In this “sonar operation”, the sonar ON / OFF operation is performed. In the “sonar log”, the sonar detection result is recorded. In the “sonar setting”, the sonar head turning speed related to the resolution, the sonar turning range and the reference direction, A drawing mode or the like in which color or black and white can be selected can be set. In the “sonar track”, the sonar tracking control means C10 can turn on / off the sonar tracking function. In the “contrast” operation, the reflection intensity, that is, the gradation width of the color displayed on the screen can be changed. In “Gain” operation, the sensitivity to reflection can be changed. In the “Range” operation, the search range can be changed. If you place the underwater robot 10 on the seabed or the bottom of the sea, you can obtain a stable sonar image (video) that is easy to hold and press the “Sonar Track” button shown at the bottom right of the sonar screen. By simply touching the target found on the sonar screen, the underwater robot 10 automatically faces in the direction of the target and the ON / OFF of the sonar tracking function for maintaining the direction is switched. “ON” is displayed in the frame of the “sonar track” button when ON, and “OFF” is displayed when OFF.

  When the sonar tracking function is valid when the sonar tracking is ON, the sonar image display means C11 displays an arbitrary situation on the sonar screen for displaying the surrounding situation obtained by the ultrasonic sonar 53 on the touch panel screen of the monitor 31. When the operator touches the place with a finger, the touch position detection unit C12 detects the touch position on the touch panel screen, the direction calculation unit C13 calculates the orientation of the target of the image displayed at the touch position from the touch position, That is, the actual azimuth corresponding to the touch position is calculated from the touch position, the azimuth is recognized as the target azimuth, and the horizontal thruster 13c is operated by the automatic azimuth turning means C14 so as to face the recognized target azimuth. The underwater robot 10 is turned and controlled so that the nose is directed to its target direction. Is controlled to maintain the target direction by the automatic orientation holding means C15. Since the direction of the nose is controlled to be the target orientation, as a result, the sonar screen is sequentially updated as the underwater robot 10 turns, and the target becomes the front of the underwater robot 10. In the control of this embodiment, the forward movement is not automatically performed, that is, the movement to the target is not performed automatically, and the movement to the target is performed by the joystick operation. Thereby, even if there is an obstacle such as a net between the target and the underwater robot by intervening the judgment of the forward operation by the operator, it is possible to prevent the obstacle from colliding with the obstacle.

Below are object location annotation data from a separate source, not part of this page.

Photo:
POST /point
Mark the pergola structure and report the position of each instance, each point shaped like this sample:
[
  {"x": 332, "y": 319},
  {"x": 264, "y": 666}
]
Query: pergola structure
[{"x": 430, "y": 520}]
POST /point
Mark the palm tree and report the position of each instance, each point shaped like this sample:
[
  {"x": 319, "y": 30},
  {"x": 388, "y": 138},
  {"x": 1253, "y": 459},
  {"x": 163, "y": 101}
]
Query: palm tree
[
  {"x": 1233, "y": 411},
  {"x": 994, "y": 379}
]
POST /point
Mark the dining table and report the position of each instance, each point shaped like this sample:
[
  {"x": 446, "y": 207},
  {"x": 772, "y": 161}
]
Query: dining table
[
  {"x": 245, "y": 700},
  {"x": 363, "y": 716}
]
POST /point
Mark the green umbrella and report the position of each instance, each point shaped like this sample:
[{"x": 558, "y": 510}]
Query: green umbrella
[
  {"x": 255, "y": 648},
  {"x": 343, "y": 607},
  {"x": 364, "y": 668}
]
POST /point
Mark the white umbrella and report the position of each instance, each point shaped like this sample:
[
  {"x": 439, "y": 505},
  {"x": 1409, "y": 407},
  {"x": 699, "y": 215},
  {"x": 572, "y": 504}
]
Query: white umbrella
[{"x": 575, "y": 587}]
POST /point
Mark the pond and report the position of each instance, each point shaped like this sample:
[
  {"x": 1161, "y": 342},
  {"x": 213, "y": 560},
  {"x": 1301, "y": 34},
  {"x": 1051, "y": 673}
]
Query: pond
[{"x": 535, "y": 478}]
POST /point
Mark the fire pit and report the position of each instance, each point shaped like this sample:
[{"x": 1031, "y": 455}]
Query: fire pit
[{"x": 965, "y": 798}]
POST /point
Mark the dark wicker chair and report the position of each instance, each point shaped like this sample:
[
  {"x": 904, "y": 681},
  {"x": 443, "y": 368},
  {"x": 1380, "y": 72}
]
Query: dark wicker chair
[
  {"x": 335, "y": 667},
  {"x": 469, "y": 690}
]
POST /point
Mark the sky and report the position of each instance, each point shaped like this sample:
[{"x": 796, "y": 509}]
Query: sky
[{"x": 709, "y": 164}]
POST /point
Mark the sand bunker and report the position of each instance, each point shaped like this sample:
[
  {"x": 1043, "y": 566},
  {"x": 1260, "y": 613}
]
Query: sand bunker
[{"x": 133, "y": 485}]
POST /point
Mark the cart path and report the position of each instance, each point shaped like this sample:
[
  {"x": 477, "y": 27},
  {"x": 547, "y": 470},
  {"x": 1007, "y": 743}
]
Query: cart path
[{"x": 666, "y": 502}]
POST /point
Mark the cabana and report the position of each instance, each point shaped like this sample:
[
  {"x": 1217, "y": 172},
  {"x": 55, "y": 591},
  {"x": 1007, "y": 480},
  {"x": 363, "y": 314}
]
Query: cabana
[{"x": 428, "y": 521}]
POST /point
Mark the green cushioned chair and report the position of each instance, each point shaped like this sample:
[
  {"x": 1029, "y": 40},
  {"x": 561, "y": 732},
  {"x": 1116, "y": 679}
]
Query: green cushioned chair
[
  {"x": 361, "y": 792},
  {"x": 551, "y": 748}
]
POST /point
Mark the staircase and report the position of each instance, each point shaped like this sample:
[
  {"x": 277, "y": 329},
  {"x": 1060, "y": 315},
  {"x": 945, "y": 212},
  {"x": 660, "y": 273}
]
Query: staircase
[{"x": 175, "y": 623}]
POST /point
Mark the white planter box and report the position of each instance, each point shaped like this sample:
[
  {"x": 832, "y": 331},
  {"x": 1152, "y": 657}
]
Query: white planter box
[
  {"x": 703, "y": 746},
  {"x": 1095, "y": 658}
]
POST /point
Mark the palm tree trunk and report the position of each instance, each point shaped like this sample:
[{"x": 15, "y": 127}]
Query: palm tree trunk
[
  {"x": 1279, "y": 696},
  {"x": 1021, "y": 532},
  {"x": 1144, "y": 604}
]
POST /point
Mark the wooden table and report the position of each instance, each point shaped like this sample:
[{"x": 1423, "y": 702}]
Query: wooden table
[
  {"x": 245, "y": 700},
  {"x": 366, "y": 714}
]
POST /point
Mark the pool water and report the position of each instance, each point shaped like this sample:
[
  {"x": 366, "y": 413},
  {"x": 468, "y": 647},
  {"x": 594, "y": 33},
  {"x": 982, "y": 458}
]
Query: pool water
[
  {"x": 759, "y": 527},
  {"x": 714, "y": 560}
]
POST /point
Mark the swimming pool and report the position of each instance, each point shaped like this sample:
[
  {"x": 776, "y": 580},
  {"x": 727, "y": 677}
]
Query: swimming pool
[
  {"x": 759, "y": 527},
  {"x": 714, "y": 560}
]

  After the joystick operation, in the “follow” mode, when the joystick operation turns left and right to change the direction, the target value follows the direction immediately after the operation is stopped. At this time, the sonar tracking function is effective, but the target orientation is changed to the orientation immediately after the operation is stopped. Therefore, it is necessary to set the azimuth by pressing the target position again from the sonar screen.

  In the “setting” mode, the sonar tracking function is disabled when the joystick is operated to turn left and right to change the direction. In order to continue sonar tracking again, it is necessary to enable it and to set the heading by pressing the target position from the sonar screen.

  To end the operation, press the “end” button in the lower left corner of the screen with your finger to display the “system end confirmation” screen.

  FIG. 3 shows this sonar tracking control in a control flow. The control flow of FIG. 3 will be described. When the sonar tracking is turned on and this control flow is started, the surrounding situation obtained by the ultrasonic sonar 53 is displayed as an image on the touch panel in step S11. After continuing for a period of time (time related to the interval for determining the presence or absence of a touch), the process goes to the next step S12 to determine whether or not there is a touch on the touch panel, that is, the presence or absence.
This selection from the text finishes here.